The friendship former NBA player Dennis Rodman has with North Korean Dictator Kim Jong Un is not as bizarre as commentators suggest. It certainly seems odd to befriend a man whose government is known for starving its people and imprisoning generations of a family for false crimes against one. And his outburst with CNN’s Chris Cuomo last week in which he essentially accused the American Kenneth Bae, who has been held captive by North Korea since 2012, of deserving an 15-year sentence to hard labor for unspecified crimes was disturbing.
In case you missed it, he said, "Do you understand what he did in this country?" Rodman asked Cuomo. "No, no, no, you tell me, you tell me. Why is he held captive here in this country, why?"
"I would love to speak on this," Rodman rambled on drunkenly (as he later admitted), before quickly switching to a new topic.

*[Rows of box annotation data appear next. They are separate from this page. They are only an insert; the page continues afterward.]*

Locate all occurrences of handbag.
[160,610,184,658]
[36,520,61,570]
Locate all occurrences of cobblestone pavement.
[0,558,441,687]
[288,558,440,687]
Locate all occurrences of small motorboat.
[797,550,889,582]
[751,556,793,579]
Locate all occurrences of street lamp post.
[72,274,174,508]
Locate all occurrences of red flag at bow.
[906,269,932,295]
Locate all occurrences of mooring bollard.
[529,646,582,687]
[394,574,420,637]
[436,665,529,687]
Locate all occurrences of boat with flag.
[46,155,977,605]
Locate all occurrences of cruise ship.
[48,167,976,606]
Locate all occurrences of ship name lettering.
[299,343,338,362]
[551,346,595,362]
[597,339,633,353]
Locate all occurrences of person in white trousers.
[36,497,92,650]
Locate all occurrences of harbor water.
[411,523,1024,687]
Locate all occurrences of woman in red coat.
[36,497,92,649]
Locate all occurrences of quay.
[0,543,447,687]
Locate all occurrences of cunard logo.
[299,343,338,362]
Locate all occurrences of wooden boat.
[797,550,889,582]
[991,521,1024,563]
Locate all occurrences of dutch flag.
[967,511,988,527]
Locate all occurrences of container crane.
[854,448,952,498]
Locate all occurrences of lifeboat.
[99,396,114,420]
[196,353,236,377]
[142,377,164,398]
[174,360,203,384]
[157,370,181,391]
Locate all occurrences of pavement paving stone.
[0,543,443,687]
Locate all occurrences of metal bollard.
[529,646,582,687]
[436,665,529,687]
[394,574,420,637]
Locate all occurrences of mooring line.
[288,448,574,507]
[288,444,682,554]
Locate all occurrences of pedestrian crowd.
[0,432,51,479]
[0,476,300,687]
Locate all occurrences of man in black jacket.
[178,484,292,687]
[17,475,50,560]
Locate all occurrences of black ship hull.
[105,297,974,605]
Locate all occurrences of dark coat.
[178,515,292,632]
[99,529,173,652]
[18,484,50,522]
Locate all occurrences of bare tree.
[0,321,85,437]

But humans love spectacle – think Americans’ fascination with Miley Cyrus and Lady Gaga and way back when, Madonna, when she still shocked. They are human equivalents of car wrecks that cause temporary cultural rubbernecking until a new human crash arrives. The tubby young basketball-loving dictator and Mr. Rodman are not sensations in and of themselves, although the lavishly tattooed Rodman who often sported fluorescent hair was temporarily when he played professionally, but they are novel to one another and together, they focus international attention on themselves in a way that neither could alone. Think Jesse Jackson meeting with former Venezuelan dictator Hugo Chavez. Apart, they are like vinegar and baking soda, but together they cause a media eruption!